Mais mulheres e muitos obstáculos

Postado por OLB em 25/03/22

Joyce Luz e Debora Gershon

O ano de 2022 é o último da legislatura marcada pelo maior número de mulheres na história da Câmara dos Deputados. No entanto, mesmo com 77 deputadas federais, número duas vezes maior que a média observada desde a redemocratização, a atuação das mulheres no interior do Legislativo ainda enfrenta obstáculos e parece limitada a poucas esferas de poder. Em boa medida, tais obstáculos estão diretamente relacionados ao fato de que as mulheres não ocuparem postos-chaves das principais instâncias decisórias da Câmara dos Deputados.

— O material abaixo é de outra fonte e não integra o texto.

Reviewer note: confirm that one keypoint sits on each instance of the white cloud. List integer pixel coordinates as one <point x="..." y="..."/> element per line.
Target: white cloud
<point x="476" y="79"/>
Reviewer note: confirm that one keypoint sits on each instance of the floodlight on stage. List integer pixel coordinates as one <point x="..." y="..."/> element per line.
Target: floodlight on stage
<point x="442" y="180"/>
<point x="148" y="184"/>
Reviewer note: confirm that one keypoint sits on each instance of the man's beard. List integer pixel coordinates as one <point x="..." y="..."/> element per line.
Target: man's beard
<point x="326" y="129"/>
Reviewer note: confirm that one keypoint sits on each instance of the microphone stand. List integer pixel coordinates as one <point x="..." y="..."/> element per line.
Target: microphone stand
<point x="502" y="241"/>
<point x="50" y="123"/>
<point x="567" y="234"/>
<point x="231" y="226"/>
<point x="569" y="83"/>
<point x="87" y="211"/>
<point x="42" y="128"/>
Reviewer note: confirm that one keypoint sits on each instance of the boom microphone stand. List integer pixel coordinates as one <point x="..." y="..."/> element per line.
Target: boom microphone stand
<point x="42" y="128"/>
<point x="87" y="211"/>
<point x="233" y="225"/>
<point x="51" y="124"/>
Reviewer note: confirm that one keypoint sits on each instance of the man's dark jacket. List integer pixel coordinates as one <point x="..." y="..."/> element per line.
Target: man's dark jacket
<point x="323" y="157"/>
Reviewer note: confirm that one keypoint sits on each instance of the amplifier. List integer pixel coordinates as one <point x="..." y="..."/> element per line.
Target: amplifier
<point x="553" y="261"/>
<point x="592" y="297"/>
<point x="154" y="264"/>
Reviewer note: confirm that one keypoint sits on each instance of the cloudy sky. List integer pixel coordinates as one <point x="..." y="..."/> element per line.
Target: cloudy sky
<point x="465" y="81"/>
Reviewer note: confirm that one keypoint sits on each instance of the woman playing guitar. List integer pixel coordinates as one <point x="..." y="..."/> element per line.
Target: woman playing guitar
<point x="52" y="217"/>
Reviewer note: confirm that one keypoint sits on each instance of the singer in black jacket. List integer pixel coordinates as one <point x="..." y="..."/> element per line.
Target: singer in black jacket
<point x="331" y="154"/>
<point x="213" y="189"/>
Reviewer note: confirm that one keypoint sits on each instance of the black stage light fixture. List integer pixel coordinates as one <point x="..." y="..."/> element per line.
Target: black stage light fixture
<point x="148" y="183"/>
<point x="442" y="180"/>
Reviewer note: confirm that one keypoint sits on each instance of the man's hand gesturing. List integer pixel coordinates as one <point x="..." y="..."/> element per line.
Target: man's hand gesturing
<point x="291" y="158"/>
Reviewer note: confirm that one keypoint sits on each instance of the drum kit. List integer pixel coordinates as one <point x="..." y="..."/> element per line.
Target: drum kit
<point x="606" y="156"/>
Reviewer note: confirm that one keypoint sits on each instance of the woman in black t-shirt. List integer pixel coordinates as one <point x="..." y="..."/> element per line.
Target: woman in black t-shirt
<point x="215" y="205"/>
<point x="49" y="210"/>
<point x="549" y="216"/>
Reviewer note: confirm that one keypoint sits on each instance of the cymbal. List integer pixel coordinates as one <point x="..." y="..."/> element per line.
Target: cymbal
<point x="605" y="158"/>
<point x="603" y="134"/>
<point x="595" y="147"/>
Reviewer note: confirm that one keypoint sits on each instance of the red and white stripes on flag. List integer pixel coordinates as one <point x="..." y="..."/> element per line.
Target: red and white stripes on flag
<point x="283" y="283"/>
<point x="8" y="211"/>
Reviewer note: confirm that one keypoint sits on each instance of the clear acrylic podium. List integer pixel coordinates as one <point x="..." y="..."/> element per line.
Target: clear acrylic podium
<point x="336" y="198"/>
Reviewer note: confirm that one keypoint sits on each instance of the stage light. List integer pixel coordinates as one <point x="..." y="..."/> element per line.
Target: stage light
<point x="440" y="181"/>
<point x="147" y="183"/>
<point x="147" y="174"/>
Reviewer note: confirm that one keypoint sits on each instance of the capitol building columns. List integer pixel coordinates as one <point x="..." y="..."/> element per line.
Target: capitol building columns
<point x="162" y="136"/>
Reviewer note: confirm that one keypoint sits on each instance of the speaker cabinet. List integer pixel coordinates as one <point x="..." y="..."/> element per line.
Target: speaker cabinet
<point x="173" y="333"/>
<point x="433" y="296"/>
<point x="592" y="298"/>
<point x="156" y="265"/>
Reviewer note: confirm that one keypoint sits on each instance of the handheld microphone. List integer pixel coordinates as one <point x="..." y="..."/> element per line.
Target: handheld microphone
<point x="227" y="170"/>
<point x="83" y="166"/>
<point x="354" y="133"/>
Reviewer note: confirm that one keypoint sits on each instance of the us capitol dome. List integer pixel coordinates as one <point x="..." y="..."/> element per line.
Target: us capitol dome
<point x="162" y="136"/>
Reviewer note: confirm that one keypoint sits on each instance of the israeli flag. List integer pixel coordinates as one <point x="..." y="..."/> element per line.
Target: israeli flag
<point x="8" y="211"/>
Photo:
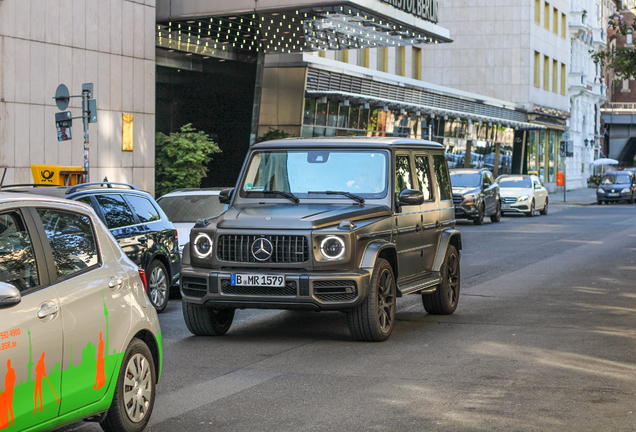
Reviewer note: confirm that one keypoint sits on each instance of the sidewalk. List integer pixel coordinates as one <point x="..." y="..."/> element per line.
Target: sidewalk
<point x="583" y="196"/>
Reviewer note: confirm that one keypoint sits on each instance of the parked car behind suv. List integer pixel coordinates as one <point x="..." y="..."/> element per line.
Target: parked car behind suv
<point x="344" y="224"/>
<point x="475" y="195"/>
<point x="138" y="224"/>
<point x="185" y="207"/>
<point x="79" y="337"/>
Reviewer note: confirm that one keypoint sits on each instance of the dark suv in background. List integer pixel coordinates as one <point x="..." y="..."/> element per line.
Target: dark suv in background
<point x="139" y="225"/>
<point x="475" y="195"/>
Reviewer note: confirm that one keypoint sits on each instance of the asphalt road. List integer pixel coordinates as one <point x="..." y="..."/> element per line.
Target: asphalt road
<point x="543" y="339"/>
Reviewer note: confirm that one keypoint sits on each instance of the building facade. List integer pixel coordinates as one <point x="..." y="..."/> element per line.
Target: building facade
<point x="110" y="43"/>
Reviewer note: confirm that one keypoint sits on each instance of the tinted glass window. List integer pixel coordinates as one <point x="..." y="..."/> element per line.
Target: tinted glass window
<point x="17" y="260"/>
<point x="424" y="176"/>
<point x="402" y="174"/>
<point x="190" y="208"/>
<point x="443" y="180"/>
<point x="72" y="240"/>
<point x="86" y="200"/>
<point x="143" y="208"/>
<point x="115" y="210"/>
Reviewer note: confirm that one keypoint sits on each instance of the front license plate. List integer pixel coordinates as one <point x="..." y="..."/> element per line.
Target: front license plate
<point x="257" y="280"/>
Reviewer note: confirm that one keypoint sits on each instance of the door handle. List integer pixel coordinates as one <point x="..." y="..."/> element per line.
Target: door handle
<point x="115" y="282"/>
<point x="47" y="310"/>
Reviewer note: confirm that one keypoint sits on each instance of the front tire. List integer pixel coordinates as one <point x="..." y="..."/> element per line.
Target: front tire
<point x="545" y="208"/>
<point x="444" y="301"/>
<point x="158" y="290"/>
<point x="374" y="318"/>
<point x="134" y="395"/>
<point x="207" y="321"/>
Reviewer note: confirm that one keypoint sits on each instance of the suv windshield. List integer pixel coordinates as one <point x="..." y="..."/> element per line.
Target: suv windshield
<point x="190" y="208"/>
<point x="465" y="180"/>
<point x="616" y="179"/>
<point x="515" y="182"/>
<point x="305" y="173"/>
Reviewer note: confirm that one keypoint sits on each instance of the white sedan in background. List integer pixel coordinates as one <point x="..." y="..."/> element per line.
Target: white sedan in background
<point x="522" y="194"/>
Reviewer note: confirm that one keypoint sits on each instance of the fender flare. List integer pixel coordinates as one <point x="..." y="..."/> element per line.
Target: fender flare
<point x="444" y="241"/>
<point x="372" y="252"/>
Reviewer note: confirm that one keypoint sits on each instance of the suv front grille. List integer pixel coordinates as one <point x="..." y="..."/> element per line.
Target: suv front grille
<point x="285" y="249"/>
<point x="289" y="290"/>
<point x="336" y="290"/>
<point x="194" y="287"/>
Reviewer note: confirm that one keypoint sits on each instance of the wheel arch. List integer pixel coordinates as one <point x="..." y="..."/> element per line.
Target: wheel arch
<point x="449" y="237"/>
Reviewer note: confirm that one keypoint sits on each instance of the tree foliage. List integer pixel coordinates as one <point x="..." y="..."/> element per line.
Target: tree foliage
<point x="622" y="60"/>
<point x="182" y="158"/>
<point x="273" y="134"/>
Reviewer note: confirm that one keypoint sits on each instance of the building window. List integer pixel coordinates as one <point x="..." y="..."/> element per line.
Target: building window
<point x="383" y="59"/>
<point x="400" y="61"/>
<point x="563" y="25"/>
<point x="417" y="63"/>
<point x="546" y="72"/>
<point x="363" y="57"/>
<point x="563" y="77"/>
<point x="343" y="56"/>
<point x="537" y="69"/>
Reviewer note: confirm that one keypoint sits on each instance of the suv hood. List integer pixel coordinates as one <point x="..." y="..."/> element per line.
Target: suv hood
<point x="296" y="216"/>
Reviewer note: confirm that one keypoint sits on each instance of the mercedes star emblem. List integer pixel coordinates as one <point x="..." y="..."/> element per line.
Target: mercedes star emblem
<point x="262" y="249"/>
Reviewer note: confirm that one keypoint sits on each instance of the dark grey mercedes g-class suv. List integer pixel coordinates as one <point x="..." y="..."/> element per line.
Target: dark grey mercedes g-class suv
<point x="344" y="224"/>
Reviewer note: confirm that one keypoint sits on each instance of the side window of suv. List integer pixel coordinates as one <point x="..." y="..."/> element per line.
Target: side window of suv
<point x="143" y="208"/>
<point x="441" y="175"/>
<point x="72" y="240"/>
<point x="17" y="260"/>
<point x="402" y="174"/>
<point x="424" y="177"/>
<point x="115" y="211"/>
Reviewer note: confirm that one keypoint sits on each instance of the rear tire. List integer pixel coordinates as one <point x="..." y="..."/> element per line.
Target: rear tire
<point x="207" y="321"/>
<point x="444" y="300"/>
<point x="374" y="318"/>
<point x="497" y="216"/>
<point x="134" y="395"/>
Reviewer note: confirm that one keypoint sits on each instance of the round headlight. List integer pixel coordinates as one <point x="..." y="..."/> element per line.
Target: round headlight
<point x="332" y="247"/>
<point x="203" y="245"/>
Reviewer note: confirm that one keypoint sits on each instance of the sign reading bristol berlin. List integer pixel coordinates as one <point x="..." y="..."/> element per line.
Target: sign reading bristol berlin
<point x="425" y="9"/>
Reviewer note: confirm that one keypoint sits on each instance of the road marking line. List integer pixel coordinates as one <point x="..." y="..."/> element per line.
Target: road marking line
<point x="190" y="398"/>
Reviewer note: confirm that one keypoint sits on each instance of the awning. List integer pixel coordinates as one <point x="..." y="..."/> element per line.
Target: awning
<point x="395" y="104"/>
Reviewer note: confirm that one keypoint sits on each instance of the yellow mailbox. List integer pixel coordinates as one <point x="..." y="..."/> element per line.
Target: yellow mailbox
<point x="57" y="175"/>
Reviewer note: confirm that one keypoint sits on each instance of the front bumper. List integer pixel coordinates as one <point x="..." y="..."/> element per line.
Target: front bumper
<point x="303" y="290"/>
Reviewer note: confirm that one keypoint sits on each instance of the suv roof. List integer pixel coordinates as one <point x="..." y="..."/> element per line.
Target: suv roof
<point x="338" y="142"/>
<point x="67" y="192"/>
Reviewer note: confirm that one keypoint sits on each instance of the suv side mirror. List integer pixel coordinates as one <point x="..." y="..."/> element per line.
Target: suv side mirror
<point x="9" y="295"/>
<point x="225" y="196"/>
<point x="411" y="197"/>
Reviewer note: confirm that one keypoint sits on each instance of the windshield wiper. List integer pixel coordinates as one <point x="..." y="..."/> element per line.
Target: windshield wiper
<point x="343" y="193"/>
<point x="288" y="195"/>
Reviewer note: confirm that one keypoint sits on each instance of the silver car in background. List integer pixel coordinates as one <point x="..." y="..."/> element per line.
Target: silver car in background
<point x="522" y="194"/>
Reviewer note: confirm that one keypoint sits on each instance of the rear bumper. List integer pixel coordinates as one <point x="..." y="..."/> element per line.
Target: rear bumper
<point x="303" y="290"/>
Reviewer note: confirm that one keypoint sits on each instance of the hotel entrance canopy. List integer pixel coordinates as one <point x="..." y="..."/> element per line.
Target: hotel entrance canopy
<point x="205" y="27"/>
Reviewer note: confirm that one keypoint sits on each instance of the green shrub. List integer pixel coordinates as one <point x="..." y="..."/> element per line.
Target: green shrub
<point x="182" y="159"/>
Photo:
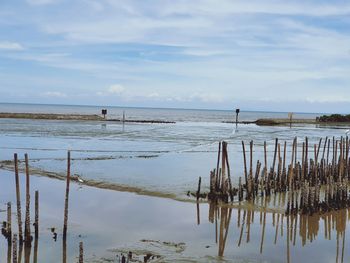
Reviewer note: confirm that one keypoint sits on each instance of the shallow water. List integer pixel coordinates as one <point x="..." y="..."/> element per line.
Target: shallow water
<point x="111" y="222"/>
<point x="165" y="159"/>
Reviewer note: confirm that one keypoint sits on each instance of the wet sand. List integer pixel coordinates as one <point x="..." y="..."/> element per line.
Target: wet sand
<point x="112" y="222"/>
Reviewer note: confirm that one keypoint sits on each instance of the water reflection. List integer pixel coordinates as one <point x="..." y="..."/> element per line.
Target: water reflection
<point x="293" y="231"/>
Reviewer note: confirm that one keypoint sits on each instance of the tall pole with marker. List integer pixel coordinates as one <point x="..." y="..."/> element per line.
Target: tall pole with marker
<point x="237" y="112"/>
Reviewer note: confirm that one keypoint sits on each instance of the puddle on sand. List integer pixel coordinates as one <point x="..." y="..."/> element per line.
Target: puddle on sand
<point x="112" y="222"/>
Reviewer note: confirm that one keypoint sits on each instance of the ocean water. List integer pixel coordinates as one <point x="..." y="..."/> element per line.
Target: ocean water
<point x="159" y="159"/>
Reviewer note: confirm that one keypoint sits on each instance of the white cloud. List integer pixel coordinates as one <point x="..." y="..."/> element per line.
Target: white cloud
<point x="10" y="46"/>
<point x="54" y="94"/>
<point x="115" y="89"/>
<point x="41" y="2"/>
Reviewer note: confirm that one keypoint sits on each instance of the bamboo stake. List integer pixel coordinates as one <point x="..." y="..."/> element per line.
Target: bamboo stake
<point x="14" y="247"/>
<point x="67" y="196"/>
<point x="27" y="221"/>
<point x="9" y="221"/>
<point x="81" y="252"/>
<point x="36" y="214"/>
<point x="245" y="165"/>
<point x="18" y="199"/>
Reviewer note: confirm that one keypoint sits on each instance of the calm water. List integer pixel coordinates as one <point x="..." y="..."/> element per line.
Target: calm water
<point x="112" y="222"/>
<point x="158" y="158"/>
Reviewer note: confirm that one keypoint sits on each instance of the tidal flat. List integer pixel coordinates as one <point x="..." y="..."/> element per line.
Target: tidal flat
<point x="129" y="192"/>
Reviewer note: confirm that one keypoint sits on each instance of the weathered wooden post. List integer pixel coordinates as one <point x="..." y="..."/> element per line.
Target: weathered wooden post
<point x="27" y="219"/>
<point x="104" y="113"/>
<point x="14" y="249"/>
<point x="199" y="187"/>
<point x="81" y="252"/>
<point x="18" y="199"/>
<point x="9" y="221"/>
<point x="66" y="197"/>
<point x="36" y="214"/>
<point x="237" y="112"/>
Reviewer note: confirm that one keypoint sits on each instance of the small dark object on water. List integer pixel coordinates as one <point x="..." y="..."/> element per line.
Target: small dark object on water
<point x="104" y="113"/>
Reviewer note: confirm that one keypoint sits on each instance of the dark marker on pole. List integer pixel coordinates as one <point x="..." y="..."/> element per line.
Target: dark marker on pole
<point x="237" y="112"/>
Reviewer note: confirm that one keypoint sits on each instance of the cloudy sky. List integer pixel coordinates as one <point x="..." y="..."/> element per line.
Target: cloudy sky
<point x="274" y="55"/>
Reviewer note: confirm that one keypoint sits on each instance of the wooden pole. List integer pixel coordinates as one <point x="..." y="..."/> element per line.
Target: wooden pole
<point x="245" y="165"/>
<point x="67" y="197"/>
<point x="14" y="247"/>
<point x="27" y="219"/>
<point x="217" y="167"/>
<point x="36" y="214"/>
<point x="223" y="168"/>
<point x="199" y="187"/>
<point x="18" y="199"/>
<point x="81" y="252"/>
<point x="9" y="220"/>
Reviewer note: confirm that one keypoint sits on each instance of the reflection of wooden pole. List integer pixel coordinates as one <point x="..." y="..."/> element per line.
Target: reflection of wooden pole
<point x="217" y="167"/>
<point x="36" y="214"/>
<point x="342" y="251"/>
<point x="9" y="220"/>
<point x="14" y="247"/>
<point x="276" y="233"/>
<point x="67" y="196"/>
<point x="66" y="201"/>
<point x="198" y="215"/>
<point x="81" y="252"/>
<point x="288" y="249"/>
<point x="35" y="257"/>
<point x="18" y="199"/>
<point x="245" y="165"/>
<point x="27" y="221"/>
<point x="199" y="187"/>
<point x="263" y="230"/>
<point x="242" y="227"/>
<point x="227" y="225"/>
<point x="337" y="247"/>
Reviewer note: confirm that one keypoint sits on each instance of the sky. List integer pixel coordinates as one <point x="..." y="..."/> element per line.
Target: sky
<point x="267" y="55"/>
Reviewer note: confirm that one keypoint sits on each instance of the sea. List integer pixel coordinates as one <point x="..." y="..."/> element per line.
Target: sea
<point x="163" y="159"/>
<point x="153" y="166"/>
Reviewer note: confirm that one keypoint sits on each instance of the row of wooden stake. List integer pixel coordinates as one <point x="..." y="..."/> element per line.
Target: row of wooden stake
<point x="26" y="240"/>
<point x="301" y="180"/>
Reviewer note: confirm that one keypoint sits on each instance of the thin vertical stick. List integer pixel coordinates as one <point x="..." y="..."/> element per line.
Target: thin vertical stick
<point x="64" y="240"/>
<point x="217" y="167"/>
<point x="275" y="155"/>
<point x="18" y="199"/>
<point x="9" y="220"/>
<point x="199" y="187"/>
<point x="14" y="251"/>
<point x="67" y="196"/>
<point x="198" y="215"/>
<point x="27" y="221"/>
<point x="245" y="165"/>
<point x="36" y="214"/>
<point x="223" y="168"/>
<point x="229" y="176"/>
<point x="81" y="252"/>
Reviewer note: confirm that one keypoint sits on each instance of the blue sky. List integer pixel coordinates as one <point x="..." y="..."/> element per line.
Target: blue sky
<point x="257" y="55"/>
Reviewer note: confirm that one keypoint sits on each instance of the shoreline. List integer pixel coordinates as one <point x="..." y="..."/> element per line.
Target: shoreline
<point x="72" y="117"/>
<point x="95" y="117"/>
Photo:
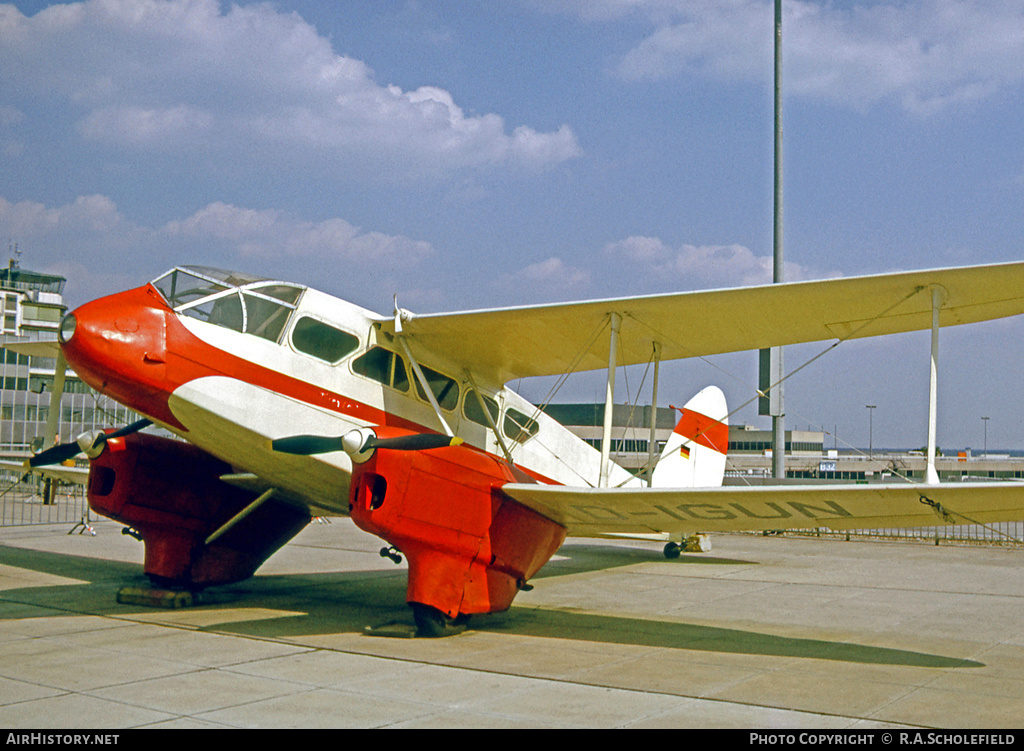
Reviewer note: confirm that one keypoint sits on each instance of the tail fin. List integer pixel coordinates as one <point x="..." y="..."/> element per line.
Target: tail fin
<point x="694" y="455"/>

Na história de nosso país, a exclusão das mulheres tem sido a regra no âmbito dos trabalhos legislativos. Desde a promulgação da Constituição de 1988, há mais de 34 anos, nenhuma mulher ocupou o cargo de maior poder e influência na Câmara: a presidência da mesa diretora.

No interior das comissões – órgãos de suma importância para a produção e análise das políticas públicas – o padrão da exclusão feminina se repete. São poucas as mulheres que conseguem ocupar o cargo de presidente de comissão. Mesmo com mais mulheres eleitas na última legislatura, essa realidade não se alterou. Em 2021, além da deputada Bia Kicis (PSL-RJ), que ocupa a presidência da Comissão de Constituição, Justiça e Cidadania (CCJC), somente outras 5 mulheres alcançaram posto semelhante. São elas Aline Sleutjes (PSL-PR), Elcione Barbalho (MDB-PA), Rejane Dias (PT-PI), Professora Dorinha (DEM-TO) e Carla Zambelli (PSL-SP), a maioria, deputadas ligadas a partidos de direita e com pautas conservadoras.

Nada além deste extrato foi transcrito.